Veröffentlicht am · Flodder's Haushaltsauflösung

Wenn ein Mensch stirbt, beginnt für die Angehörigen eine Zeit, in der zwei Dinge gleichzeitig laufen: Trauer und Organisation. Die Wohnung ist dabei oft der Punkt, an dem beides zusammenstößt – weil eine Frist läuft, während man eigentlich noch gar nicht so weit ist.
Dieser Text soll Ihnen die Reihenfolge geben, die in dieser Situation hilft.
Welche Fristen laufen
Mit dem Tod endet das Mietverhältnis nicht automatisch. Es geht auf die Erben über. Sowohl die Erben als auch der Vermieter können außerordentlich kündigen – üblicherweise mit einer Frist von drei Monaten zum Monatsende. Die Kündigung muss innerhalb eines Monats erklärt werden, nachdem die Erben vom Tod und vom Mietverhältnis erfahren haben.
Praktisch heißt das: Sie haben meist einige Wochen Zeit, aber nicht beliebig viel. Und die Miete läuft bis zum Ende weiter.
Was vor der Räumung geklärt sein muss
- Erbenstellung klären. Wer räumt, verfügt über den Nachlass. Bei mehreren Erben sollten alle einverstanden sein – am besten schriftlich.
- Wichtige Unterlagen sichern: Testament, Versicherungspolicen, Rentenbescheide, Kontounterlagen, Mietvertrag, Grundbuchauszüge.
- Verträge kündigen: Strom, Gas, Telefon, Rundfunkbeitrag, Abonnements, Vereinsmitgliedschaften.
- Wertgegenstände sichern: Schmuck, Bargeld, Sammlungen, Sparbücher. Auch dort nachsehen, wo man es nicht vermutet.
- Fotos machen. Der Zustand vor der Räumung kann später relevant werden – gegenüber Vermieter wie Miterben.
Der Sonderfall Erbengemeinschaft
Wenn mehrere Personen erben, gehört der Nachlass ihnen gemeinsam. Niemand darf allein entscheiden, was weggeworfen wird. Das klingt formal, wird aber oft zum echten Konflikt – gerade bei Gegenständen mit ideellem Wert.
Was in der Praxis hilft: Vor der Räumung gemeinsam durch die Wohnung gehen und festhalten, was einzelne Personen behalten möchten. Alles Weitere geht dann geschlossen an den Dienstleister. Ein schriftliches Festpreis-Angebot schafft zusätzlich Transparenz gegenüber den Miterben.

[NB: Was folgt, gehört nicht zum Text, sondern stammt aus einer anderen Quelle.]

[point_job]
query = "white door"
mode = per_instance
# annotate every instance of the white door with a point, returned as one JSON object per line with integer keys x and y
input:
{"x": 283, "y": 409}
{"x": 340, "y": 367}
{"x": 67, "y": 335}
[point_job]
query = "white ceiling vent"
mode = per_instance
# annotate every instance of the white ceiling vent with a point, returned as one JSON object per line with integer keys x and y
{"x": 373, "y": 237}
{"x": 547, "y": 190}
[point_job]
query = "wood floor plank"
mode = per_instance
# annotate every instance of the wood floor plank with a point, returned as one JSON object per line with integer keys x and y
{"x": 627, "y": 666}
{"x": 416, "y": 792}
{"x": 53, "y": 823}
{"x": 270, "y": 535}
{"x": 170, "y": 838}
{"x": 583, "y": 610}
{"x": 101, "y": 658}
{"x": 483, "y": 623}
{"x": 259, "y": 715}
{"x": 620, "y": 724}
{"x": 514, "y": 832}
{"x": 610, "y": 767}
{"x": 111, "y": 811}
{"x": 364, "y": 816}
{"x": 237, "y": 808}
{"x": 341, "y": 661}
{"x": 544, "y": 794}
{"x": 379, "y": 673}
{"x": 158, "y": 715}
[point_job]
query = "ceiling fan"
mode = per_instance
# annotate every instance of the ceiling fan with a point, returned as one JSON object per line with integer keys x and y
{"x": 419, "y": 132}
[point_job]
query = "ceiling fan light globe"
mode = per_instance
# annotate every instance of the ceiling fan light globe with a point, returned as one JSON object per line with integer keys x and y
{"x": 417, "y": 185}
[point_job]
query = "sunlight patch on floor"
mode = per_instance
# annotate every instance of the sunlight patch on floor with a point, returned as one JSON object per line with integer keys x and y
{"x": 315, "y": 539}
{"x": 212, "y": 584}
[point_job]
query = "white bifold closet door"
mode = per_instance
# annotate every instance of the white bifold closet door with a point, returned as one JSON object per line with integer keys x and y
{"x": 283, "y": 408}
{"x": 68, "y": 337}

Wenn Sie nicht vor Ort sind
Viele Angehörige wohnen nicht in Halle. Eine Räumung aus der Ferne ist möglich: Schlüsselübergabe nach Absprache, Räumung ohne Ihre Anwesenheit, Foto-Dokumentation des Endzustands und Übergabe an den Vermieter. Erinnerungsstücke und Unterlagen, die wir finden, sammeln wir und schicken sie Ihnen zu.
Was wir anders machen
Wir räumen nicht einfach leer. Fotoalben, Briefe, Dokumente und Schmuck werden beiseitegelegt, nicht entsorgt. Und wenn Sie beim Termin dabei sein möchten, um sich zu verabschieden, richten wir uns danach – auch wenn es dann eine Stunde länger dauert.